Police seize millions in crime forfeitures

By Hamish McNeilly

Photo / File
Photo / File

Police have seized millions of dollars worth of assets since a tough new law came into force.

Since the Criminal Proceeds (Recovery) Act took effect on December 1, 2009, assets worth an estimated $29 million have been forfeited.

Assets include cash ($10.48 million), properties ($13.67 million) and vehicles ($2 million).

Police Minister Anne Tolley said she was pleased with the impact the Act was having on criminals and their activities.

"We are getting the message across that criminals will be punished for their actions, both by being locked up and by having to hand over any profits from their crimes.

"I think the public will be satisfied that criminals and gangs are being put out of business."

Figures released to the Otago Daily Times under the Official Information Act show 14 assets with an estimated value of $862,105.22 have been forfeited in the Southern District.

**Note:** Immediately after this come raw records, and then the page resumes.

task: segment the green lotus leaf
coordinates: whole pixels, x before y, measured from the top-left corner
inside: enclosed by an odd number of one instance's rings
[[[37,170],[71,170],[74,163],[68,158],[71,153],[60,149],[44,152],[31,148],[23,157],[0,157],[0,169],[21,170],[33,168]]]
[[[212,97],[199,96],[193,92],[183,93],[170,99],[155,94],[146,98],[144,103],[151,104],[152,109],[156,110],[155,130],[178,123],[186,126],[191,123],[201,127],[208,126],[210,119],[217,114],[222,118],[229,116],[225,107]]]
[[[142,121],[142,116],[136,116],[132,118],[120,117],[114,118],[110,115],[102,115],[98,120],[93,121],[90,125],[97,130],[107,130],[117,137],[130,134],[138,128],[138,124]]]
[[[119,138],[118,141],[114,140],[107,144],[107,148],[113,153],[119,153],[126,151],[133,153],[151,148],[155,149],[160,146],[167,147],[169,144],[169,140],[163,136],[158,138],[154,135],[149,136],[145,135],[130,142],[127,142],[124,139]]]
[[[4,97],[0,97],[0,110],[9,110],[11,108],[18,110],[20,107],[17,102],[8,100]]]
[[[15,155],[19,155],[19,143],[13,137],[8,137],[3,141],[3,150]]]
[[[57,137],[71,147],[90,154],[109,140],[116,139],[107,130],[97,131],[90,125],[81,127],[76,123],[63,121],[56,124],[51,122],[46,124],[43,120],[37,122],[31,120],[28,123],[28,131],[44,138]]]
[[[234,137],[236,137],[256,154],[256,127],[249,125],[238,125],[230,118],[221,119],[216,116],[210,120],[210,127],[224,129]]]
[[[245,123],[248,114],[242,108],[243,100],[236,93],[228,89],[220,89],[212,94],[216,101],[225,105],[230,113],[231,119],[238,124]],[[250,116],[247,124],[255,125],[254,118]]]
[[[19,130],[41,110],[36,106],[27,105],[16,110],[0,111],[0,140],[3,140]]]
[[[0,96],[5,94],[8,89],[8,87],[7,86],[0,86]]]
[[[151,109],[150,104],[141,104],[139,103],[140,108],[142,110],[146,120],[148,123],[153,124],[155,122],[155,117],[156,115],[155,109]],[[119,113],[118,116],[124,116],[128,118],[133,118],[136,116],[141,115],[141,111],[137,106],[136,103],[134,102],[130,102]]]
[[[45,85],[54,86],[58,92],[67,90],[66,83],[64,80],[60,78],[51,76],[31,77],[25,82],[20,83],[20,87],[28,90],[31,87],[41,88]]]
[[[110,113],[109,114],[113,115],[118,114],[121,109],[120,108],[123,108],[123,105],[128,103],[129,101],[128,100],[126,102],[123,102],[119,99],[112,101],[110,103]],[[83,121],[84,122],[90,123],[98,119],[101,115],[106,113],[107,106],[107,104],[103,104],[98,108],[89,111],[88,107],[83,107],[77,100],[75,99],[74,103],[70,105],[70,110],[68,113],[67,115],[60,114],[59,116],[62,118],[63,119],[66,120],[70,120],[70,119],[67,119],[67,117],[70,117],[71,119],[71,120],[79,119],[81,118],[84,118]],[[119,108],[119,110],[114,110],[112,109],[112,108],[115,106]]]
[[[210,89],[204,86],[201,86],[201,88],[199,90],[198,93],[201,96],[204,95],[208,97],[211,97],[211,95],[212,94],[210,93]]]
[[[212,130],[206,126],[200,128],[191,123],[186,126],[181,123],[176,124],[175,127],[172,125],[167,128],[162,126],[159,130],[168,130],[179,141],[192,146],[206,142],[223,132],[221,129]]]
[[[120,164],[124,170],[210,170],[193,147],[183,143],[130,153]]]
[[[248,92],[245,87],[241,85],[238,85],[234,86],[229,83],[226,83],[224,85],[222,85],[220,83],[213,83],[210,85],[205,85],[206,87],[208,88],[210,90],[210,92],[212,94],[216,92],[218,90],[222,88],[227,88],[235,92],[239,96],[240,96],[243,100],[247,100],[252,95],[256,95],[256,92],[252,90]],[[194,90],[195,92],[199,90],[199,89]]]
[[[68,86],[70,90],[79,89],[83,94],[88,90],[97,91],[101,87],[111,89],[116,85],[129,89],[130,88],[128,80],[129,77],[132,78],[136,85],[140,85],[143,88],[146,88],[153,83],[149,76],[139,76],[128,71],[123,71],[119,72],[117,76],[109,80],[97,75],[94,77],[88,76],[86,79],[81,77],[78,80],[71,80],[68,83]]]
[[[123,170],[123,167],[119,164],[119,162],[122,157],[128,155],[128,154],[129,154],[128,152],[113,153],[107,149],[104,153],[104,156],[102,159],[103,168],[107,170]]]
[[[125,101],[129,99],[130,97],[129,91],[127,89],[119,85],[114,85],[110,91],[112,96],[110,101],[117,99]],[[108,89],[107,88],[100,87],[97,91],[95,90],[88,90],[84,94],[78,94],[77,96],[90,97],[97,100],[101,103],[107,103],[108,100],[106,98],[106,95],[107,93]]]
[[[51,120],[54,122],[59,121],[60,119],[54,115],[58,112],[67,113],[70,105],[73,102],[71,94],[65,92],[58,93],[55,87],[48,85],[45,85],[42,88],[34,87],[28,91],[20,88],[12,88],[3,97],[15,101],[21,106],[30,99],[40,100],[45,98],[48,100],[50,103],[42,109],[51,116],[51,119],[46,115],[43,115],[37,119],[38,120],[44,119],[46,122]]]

That includes $115,000 in cash/bank accounts, $23,305 from a commercial property, $648,800.22 from four residential properties, and $75,000 in profit forfeiture orders.

One property forfeited to the Crown was the former Mongrel Mob gang pad in Middleton Rd, Corstorphine, the first property seized by Southern police and the second in New Zealand.

The property, which had a rateable value of $195,000, was later sold at auction for $74,000.

The value of assets forfeited in the Southern District was ahead of six other police districts, including Auckland, but behind Waikato ($7.4 million) Bay of Plenty ($3.4 million) and Counties Manukau ($1.8 million).

More than $9.1 million of the total amount forfeited had been referred to police from external agencies.

Mrs Tolley said the Act was clearly a deterrent for criminals as "their boats, cars, motorbikes, properties, and cash aren't going to be waiting for them when they are released from prison".

"There is no benefit for these people getting involved in crime, and they are getting exactly what they deserve. It's only a matter of time before the police catch up with them."